The Sunday Review

A magnitude 6.3 aftershock Southern struck Turkey Monday, Turkish and Syrian officials claim that at least three victims were killed and many more injured. Two weeks after A massive earthquake killed Tens of thousands thousands People Both countries.

It quake struck Turkey’s southern Hatay province, near the Syrian border, Turkey’s Disaster and Emergency Management Agency (AFAD) said Monday.

It quake’s epicenter was in the province’s Defne district, Turkish Interior Minister Süleyman Soylu said Monday, adding that there have been 26 aftershocks since.

Turkish officials state that three of the victims were at least killed and 294 people were injured following Monday’s aftershocks.

According to the White Helmets, more than 130 people were injured in northwest Syria. There were 130 injuries in northwest Syria, according to the White Helmets volunteer rescue group. quake A number of buildings which had been damaged in the earthquake’s previous shaking caused their collapse.

“Our teams are working to take the injured to hospitals, inspect the affected villages and towns, and remove rubble to open the roads for the ambulances,” “The White Helmets” said.

Initial reports were made by the United States Geological Survey, (USGS). quake As magnitude 6.4, at 10 km depth before being lowered to 6.3 magnitude.

Officials are urging people to avoid buildings. Fuat Oktay (Turkish Vice President) earlier Monday asked for public participation “not to enter the damaged buildings, especially to take their belongings.”

Turkish Minister of Health Fahrettin Koca said on Twitter that 18 of the injured are in serious condition and were transported to Adana and Dörtyol. He said that field hospitals continue to offer services for other patients.

“I wish for our injured, patients, local people and all the people of our country to get well soon. May Allah ease our pain with health and well-being, and protect us from new pains and worries,” Koca spoke.

Samandag is near the home of the mayor. quake Hit, who said that some buildings were in danger and the atmosphere was tense after the AFAD warning.

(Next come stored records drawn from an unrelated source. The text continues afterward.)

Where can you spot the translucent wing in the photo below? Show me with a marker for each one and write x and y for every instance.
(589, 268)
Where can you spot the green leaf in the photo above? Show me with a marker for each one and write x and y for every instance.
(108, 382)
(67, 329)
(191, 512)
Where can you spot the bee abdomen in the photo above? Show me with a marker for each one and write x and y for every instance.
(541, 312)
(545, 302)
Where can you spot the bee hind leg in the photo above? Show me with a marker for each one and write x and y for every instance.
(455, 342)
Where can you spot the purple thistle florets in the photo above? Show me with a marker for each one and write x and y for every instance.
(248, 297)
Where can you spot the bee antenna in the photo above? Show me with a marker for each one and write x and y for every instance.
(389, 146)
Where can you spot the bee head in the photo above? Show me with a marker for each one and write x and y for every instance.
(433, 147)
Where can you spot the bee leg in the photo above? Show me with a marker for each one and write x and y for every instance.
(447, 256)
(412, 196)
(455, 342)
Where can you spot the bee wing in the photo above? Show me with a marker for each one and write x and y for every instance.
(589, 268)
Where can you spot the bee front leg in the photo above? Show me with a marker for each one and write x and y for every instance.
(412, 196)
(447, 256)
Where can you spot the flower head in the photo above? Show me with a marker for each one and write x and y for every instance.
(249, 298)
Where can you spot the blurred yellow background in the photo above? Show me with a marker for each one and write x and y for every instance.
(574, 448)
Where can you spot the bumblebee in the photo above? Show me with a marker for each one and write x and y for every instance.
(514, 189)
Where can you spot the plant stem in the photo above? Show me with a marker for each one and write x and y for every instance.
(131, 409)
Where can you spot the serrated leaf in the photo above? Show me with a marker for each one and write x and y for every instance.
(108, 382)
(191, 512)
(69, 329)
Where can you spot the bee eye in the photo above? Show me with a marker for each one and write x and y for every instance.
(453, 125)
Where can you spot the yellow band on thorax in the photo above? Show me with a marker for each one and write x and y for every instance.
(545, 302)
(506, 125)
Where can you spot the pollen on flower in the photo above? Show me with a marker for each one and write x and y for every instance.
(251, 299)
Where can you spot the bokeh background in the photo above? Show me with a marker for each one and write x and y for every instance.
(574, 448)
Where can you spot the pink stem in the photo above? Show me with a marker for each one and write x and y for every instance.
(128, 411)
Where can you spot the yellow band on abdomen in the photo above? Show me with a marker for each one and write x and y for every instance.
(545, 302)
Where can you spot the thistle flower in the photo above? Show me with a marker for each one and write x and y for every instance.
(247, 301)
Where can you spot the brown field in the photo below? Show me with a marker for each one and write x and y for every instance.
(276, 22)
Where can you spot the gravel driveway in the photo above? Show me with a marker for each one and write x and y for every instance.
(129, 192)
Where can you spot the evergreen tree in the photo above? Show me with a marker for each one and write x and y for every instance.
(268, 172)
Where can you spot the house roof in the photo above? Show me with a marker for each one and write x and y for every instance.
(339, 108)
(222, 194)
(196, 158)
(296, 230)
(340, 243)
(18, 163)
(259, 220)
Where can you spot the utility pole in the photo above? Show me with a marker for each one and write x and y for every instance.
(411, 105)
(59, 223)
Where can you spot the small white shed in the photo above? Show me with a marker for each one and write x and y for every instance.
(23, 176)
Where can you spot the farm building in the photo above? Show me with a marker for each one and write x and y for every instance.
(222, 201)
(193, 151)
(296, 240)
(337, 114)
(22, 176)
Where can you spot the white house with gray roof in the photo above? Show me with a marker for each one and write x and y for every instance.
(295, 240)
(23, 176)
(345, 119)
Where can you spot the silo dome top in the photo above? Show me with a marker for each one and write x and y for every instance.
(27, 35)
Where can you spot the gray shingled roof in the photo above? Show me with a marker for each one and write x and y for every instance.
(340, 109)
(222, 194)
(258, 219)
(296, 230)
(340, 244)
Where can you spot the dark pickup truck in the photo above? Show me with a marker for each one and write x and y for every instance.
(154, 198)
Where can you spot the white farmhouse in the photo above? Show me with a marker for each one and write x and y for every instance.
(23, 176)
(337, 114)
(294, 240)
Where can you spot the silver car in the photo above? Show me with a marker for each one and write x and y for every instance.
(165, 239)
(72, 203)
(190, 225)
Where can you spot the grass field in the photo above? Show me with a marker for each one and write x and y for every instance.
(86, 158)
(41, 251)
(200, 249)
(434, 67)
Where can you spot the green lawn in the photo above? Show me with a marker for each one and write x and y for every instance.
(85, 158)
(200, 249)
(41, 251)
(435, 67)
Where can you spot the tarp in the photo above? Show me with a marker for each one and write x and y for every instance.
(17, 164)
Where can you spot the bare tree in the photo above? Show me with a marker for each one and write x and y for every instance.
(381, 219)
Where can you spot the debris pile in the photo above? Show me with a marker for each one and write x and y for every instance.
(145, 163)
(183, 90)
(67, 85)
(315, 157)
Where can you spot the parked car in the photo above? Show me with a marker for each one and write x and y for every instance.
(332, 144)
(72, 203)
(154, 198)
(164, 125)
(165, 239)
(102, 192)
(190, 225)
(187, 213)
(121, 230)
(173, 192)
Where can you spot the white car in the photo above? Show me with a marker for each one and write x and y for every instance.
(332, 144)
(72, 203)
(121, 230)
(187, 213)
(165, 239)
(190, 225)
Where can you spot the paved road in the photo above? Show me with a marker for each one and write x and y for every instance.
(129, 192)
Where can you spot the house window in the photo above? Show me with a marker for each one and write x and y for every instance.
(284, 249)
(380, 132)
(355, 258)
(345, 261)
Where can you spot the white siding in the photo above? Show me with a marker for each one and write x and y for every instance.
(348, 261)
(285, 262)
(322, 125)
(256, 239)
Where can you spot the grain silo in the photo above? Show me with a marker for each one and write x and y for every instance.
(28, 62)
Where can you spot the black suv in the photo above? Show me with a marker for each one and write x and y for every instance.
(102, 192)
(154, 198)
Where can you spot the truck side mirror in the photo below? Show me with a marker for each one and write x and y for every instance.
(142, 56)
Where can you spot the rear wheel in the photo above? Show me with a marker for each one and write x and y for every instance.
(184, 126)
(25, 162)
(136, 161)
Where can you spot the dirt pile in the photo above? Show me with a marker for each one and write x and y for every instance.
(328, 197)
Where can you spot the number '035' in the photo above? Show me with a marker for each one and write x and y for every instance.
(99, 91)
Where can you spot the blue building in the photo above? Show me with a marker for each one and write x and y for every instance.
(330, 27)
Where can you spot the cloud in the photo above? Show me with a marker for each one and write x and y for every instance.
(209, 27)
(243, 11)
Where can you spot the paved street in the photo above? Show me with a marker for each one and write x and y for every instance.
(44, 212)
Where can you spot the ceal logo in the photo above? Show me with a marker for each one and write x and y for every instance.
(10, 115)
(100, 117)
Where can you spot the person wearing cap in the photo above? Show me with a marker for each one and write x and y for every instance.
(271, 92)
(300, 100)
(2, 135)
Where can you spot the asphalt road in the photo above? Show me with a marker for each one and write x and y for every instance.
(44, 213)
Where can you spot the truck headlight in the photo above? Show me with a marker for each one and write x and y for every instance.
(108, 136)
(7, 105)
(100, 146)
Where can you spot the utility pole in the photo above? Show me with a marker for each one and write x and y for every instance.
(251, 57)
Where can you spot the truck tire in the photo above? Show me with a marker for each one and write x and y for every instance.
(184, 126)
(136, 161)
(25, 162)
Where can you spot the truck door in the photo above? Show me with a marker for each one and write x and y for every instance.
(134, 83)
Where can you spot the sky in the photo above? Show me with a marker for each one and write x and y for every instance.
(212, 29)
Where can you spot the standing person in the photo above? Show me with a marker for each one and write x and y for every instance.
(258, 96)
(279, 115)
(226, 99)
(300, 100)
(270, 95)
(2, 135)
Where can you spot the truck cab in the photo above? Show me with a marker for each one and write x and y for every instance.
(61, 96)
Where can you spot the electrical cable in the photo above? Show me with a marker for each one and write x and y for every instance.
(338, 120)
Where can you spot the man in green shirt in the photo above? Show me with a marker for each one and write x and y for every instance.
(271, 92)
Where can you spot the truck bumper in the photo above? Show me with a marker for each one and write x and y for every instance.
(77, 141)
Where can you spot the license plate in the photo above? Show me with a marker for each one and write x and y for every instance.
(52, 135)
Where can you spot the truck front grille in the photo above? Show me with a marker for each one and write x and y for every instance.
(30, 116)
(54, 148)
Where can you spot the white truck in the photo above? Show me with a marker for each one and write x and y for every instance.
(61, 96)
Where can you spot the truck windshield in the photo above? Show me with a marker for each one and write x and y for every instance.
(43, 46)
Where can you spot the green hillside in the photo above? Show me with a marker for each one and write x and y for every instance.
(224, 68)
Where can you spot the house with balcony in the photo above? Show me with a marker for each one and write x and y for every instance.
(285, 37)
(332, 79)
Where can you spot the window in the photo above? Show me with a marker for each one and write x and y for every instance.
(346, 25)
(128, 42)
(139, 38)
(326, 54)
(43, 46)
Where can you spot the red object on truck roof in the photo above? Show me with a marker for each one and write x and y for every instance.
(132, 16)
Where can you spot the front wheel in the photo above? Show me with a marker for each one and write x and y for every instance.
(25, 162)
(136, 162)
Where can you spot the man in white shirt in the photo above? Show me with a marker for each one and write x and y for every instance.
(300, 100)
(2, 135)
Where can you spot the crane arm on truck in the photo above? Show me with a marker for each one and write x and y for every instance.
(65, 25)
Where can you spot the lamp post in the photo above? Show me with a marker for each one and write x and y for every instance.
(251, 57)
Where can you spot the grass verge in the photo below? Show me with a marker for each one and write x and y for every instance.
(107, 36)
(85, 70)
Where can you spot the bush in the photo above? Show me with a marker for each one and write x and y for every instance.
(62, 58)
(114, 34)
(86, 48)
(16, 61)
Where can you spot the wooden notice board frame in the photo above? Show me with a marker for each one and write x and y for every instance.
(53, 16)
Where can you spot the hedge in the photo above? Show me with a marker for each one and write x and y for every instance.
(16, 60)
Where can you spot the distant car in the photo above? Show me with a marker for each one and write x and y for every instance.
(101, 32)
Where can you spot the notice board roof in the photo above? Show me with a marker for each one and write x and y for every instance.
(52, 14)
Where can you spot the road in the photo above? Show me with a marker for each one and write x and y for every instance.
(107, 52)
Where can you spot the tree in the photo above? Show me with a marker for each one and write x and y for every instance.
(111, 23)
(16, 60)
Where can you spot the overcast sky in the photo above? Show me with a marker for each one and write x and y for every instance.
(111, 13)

Sunday Review Teams in Adana Turkey The feeling quakeAs well as eyewitnesses in Gaziantep & Mersin.

Monday’s earthquake follows a deadly magnitude 7.8 earthquake on February 6 that left more than 46,000 people dead in Turkey Syria.


Two earthquakes impacted families weeks ago told The Sunday Review of the terror caused by Monday’s tremors.

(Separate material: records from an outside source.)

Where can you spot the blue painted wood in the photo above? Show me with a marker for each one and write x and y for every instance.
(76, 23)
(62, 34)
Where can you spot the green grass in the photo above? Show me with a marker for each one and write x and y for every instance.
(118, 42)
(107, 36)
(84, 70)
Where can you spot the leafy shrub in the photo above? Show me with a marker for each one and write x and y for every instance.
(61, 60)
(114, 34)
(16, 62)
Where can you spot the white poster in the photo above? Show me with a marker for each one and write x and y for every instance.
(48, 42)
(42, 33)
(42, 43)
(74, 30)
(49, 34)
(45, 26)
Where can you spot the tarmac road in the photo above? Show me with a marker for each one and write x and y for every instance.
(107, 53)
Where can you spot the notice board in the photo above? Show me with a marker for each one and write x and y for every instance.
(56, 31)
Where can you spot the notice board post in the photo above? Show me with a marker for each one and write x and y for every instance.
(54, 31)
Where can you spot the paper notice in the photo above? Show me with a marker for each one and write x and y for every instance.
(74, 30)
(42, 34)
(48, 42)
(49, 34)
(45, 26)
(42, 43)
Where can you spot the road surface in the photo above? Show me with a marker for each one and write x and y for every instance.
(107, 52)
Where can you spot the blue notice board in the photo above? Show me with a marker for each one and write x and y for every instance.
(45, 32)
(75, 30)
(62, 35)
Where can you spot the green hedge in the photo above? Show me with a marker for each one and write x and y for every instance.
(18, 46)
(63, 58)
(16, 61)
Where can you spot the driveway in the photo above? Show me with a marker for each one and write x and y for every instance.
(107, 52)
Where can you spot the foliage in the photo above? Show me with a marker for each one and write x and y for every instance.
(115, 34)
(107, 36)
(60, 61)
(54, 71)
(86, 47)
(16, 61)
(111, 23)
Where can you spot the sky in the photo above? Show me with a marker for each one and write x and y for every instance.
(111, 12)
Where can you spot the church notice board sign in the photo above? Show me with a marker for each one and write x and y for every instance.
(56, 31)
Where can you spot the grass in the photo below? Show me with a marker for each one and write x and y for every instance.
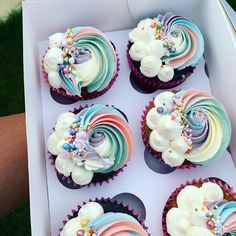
(11, 66)
(16, 223)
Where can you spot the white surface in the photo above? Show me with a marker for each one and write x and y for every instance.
(38, 24)
(152, 188)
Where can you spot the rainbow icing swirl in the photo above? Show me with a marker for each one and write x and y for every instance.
(165, 43)
(189, 125)
(92, 221)
(82, 57)
(96, 140)
(202, 211)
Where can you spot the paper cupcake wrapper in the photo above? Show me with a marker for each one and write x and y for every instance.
(108, 205)
(229, 194)
(98, 178)
(145, 136)
(84, 93)
(153, 84)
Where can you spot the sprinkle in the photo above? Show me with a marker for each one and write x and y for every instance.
(160, 110)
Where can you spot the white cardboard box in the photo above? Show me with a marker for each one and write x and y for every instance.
(43, 18)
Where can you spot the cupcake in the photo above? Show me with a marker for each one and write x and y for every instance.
(80, 63)
(162, 52)
(103, 218)
(90, 145)
(181, 128)
(201, 208)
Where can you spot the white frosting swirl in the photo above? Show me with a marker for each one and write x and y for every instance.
(150, 66)
(166, 73)
(71, 227)
(143, 32)
(212, 192)
(166, 135)
(190, 218)
(155, 48)
(86, 214)
(81, 175)
(138, 51)
(52, 58)
(90, 211)
(149, 51)
(189, 198)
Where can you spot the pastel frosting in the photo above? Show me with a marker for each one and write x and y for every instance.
(184, 126)
(82, 57)
(96, 140)
(94, 222)
(202, 211)
(165, 43)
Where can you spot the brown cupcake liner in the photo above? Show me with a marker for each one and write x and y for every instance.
(229, 195)
(98, 178)
(145, 131)
(108, 205)
(85, 95)
(154, 84)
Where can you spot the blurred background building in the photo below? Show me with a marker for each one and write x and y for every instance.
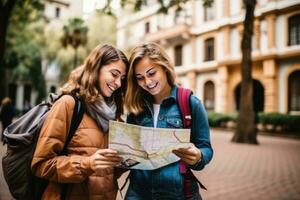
(204, 44)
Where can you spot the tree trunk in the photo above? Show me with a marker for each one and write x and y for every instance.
(5, 12)
(246, 128)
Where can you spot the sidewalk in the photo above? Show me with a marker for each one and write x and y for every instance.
(269, 171)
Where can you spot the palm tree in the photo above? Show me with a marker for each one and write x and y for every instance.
(75, 34)
(246, 129)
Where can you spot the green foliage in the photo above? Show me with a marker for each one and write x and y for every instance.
(102, 29)
(24, 43)
(270, 122)
(220, 119)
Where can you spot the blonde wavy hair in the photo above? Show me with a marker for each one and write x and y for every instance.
(84, 80)
(134, 96)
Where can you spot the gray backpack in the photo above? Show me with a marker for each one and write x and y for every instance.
(21, 138)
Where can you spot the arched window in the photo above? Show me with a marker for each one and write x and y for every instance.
(294, 91)
(209, 96)
(209, 50)
(52, 89)
(294, 30)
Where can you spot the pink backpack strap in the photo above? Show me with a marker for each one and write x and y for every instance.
(183, 100)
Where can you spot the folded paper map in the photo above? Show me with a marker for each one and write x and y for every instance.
(145, 147)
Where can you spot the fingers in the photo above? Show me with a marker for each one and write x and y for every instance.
(189, 155)
(105, 158)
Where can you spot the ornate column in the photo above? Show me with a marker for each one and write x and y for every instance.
(226, 8)
(222, 90)
(271, 30)
(257, 34)
(226, 47)
(271, 86)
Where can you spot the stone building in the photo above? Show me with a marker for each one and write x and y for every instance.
(204, 43)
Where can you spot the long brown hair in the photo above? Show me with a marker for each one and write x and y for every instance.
(135, 94)
(84, 79)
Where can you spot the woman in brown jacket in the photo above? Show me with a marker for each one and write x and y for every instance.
(89, 167)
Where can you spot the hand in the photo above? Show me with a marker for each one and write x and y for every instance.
(191, 155)
(104, 158)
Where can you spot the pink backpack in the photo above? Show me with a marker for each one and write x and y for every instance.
(183, 99)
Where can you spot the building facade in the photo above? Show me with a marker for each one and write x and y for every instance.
(204, 44)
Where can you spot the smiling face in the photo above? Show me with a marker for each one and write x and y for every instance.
(152, 78)
(110, 77)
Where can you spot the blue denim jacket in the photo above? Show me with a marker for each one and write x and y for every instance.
(167, 182)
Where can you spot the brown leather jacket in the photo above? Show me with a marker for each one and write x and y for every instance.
(74, 168)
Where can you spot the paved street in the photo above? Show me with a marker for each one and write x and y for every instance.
(269, 171)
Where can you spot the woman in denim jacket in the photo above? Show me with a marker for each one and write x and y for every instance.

“We went back to our house and this shock happened again and we went out… may God help us,” Zahir is a resident of Antakia in the vicinity of Antenderun. Turkey’s Hatay province.

“We don’t know what to do today – today we will stay in the car and in the tent, we don’t know what will happen till tomorrow,” The Sunday Review was informed by him.

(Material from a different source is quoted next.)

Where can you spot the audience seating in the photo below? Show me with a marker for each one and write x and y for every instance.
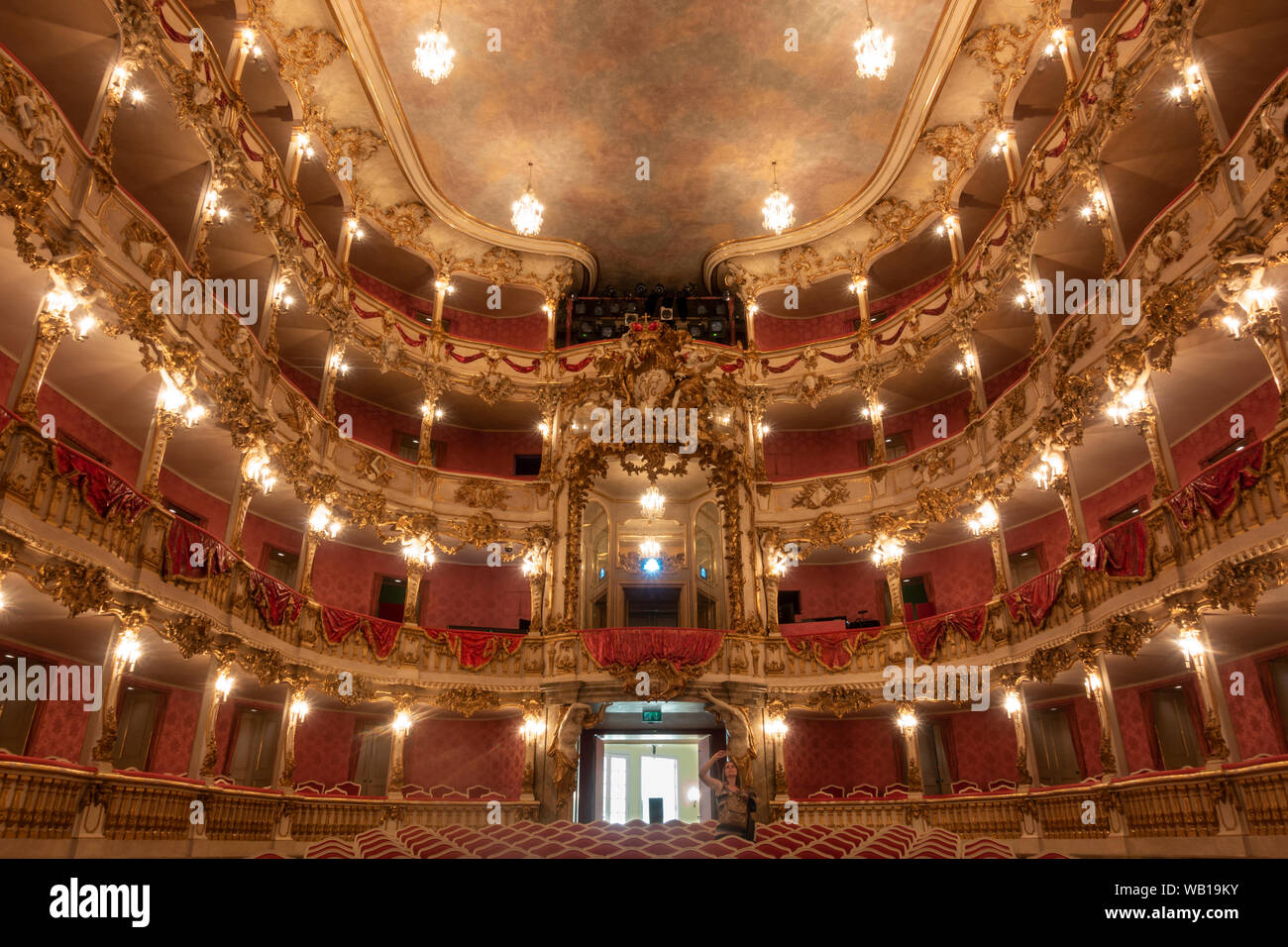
(640, 840)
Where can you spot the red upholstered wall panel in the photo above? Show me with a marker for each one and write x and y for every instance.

People react after an earthquake in Antakya.

This Sunday Turkey’s disaster management authority said it had ended most search and rescue operations nearly two weeks after Experts say that the chance of survivors for those trapped deep in rubble is slim.

Some efforts remain in the provinces of Kahramanmaraş and Hatay. A couple with their child, 12 years old, were saved in Hatay on Saturday. This was 296 hours ago after According to state news agency Anadolu reports, there was a severe earthquake.

Cold winter conditions have made it difficult to find survivors. quakeAuthorities deal with logistical issues of carrying aid to northwestern Syria, a region that is currently in crisis. This comes amid a severe humanitarian crisis and years of political turmoil.

Turkey Because it lies along the tectonic plates boundaries, strong earthquakes are not uncommon in this country. Seven quakes with magnitude 7.0 or greater have struck the country in the past 25 years – but the one on February 6 was the most powerful and deadly.

Monday’s quake Considered an aftershock It is located in the same area as the 7.8 magnitude earthquake.

According to USGS “Aftershocks become less frequent with time, although they can continue for days, weeks, months, or even years for a very large mainshock.”

This article has been updated to include new USGS information.